By Hallum Cowell | Deputy Editor
Reportedly, the main issues of contention between the two political entities remain fishing quotes and competition issues.
Both the EU’s Chief, Michel Barnier, and his UK counterpart, David Frost, met for Brexit negotiations as the deadline for the UK’s departure from the EU draws closer. While the UK has already left the EU, on January 31, we still follow the bloc’s rules. The UK is set to leave the “transition stage” on December 31 this year and Boris Johnson has been adamant that we will leave regardless of whether we have a deal.
If the UK were to leave without a deal, the nation would default to World Trade Organisation (WTO) rules, where tariffs and restrictions could be placed at will. Throughout the Brexit process many have worried that this “hard Brexit” approach could spell disaster for the UK economy, which is currently in a recession in the wake of the COVID-19 pandemic.
Boris Johnson said on November 7 that the “outlines” of an agreement had been made in the Brexit negotiations.
At both sides of the table negotiators are trying to avoid a no-deal Brexit, however both sides have yet to rule it out as an option if negotiation fails. As such it is unlikely that the transition period will be extended past the end of 2020.
UK Brexit negotiations seems to favour an Australia-style deal or a Canadian-style deal. Australia has a trade deal with the EU where they largely operate on WTO terms but also have some sector-by-sector agreements. Canada on the other hand, have a deal where they operate a system called the Comprehensive Economic Trade Deal (CETA).
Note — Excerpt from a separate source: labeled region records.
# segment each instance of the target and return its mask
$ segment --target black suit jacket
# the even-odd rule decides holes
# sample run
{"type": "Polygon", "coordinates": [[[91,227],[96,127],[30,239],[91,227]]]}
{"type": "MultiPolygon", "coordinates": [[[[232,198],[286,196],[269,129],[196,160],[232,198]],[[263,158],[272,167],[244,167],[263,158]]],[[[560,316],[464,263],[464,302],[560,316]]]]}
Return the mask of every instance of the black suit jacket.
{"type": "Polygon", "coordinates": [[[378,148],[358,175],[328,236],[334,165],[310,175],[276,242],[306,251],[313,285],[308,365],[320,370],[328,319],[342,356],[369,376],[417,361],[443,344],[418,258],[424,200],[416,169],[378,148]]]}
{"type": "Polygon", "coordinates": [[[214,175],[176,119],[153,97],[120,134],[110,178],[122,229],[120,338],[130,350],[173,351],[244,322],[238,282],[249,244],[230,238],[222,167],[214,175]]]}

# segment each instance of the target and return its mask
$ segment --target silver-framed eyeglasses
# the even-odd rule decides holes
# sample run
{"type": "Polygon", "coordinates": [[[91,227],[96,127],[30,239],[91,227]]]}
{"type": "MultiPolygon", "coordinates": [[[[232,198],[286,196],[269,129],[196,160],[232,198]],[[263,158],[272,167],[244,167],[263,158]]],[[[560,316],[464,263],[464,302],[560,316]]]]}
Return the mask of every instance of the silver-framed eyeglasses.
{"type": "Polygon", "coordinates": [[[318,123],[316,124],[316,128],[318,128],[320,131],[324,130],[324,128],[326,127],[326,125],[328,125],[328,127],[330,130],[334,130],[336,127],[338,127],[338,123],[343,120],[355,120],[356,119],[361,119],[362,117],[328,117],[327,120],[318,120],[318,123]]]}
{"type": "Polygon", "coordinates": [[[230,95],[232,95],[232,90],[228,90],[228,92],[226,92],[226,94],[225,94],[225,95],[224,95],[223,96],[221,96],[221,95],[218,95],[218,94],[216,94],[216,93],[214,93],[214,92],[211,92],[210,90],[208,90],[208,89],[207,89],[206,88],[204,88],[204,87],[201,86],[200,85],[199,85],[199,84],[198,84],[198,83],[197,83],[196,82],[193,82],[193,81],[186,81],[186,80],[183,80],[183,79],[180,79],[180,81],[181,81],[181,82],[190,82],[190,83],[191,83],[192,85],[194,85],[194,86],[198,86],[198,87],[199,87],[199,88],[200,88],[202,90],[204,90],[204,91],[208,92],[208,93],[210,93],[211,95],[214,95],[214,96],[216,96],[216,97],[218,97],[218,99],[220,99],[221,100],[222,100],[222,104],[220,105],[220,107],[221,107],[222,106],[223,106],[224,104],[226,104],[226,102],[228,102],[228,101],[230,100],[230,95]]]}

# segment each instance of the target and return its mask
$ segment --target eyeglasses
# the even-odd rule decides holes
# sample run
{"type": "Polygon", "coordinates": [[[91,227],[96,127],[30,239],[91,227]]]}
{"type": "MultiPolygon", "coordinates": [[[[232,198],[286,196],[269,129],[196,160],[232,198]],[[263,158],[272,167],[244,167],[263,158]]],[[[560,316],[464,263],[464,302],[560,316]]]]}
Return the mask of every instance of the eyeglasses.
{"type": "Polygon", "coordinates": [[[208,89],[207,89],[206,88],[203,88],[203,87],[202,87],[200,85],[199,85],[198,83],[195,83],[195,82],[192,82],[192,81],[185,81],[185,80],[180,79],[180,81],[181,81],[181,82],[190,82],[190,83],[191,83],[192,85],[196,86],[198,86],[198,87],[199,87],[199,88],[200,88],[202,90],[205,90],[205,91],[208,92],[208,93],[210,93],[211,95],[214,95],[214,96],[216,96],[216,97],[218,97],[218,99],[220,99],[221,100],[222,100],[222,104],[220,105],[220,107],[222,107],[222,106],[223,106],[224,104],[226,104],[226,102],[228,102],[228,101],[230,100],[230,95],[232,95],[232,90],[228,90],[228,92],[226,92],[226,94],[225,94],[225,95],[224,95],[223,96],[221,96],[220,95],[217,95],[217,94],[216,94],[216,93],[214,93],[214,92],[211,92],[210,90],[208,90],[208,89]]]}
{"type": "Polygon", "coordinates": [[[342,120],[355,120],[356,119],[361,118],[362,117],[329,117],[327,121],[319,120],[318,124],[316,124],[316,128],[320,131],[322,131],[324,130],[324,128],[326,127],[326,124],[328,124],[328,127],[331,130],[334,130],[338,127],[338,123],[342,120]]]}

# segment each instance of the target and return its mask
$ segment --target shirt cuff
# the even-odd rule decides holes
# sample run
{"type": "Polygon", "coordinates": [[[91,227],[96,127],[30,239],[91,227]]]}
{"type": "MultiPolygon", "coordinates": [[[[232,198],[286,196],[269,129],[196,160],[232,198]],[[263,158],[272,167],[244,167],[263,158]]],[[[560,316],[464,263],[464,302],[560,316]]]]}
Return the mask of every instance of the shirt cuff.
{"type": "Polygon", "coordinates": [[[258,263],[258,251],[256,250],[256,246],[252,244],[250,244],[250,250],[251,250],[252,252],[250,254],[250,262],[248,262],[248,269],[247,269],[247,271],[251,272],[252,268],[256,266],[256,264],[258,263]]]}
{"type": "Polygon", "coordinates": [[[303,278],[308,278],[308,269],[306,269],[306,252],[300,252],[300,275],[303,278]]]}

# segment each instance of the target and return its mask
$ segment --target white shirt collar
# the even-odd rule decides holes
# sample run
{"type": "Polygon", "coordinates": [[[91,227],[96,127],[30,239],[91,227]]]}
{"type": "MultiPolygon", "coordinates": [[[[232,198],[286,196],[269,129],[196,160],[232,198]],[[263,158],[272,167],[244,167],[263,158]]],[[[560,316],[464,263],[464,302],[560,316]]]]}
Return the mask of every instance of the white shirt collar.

CETA removes most tariffs (a system similar to the current free market within the EU where there are no tariffs) however, tariffs remain on poultry, meat, and eggs.
Additionally, Canada’s deal protects what are known as “geographical indications” which means that Canada can only import items such as Parma ham from Parma in Italy, they are not allowed to import Param Ham from other parts of the world.
The UK negotiators do seem to be more in favour of a CETA agreement, which some would argue is much closer to a “soft Brexit”.
Johnson has said that a Canada style deal is “there to be done” and that, “I’ve always been a great enthusiast for a trade deal with our European friends and partners… The broad outlines are pretty clear, we just need to get on and do it if we can.”
Ireland’s foreign Minister, Simon Coveney said that it is “quite possible [the talks] could fall apart and we don’t get a deal”. Ireland of course has a vested interest in a deal between the EU and UK as the Republic of Ireland will become the only nation in the EU to have a land border with the UK.
The Prime Minister has also announced that he will be establishing an Office for Investment which will aim to encourage domestic and foreign investment in the UK post-Brexit.
Both negotiating parties are expected to resume talks again soon, with a source from the UK Government telling the BBC that talks were in the “final stage”. However, the source also pointed to the fact that some key differences remain, such as fishing access.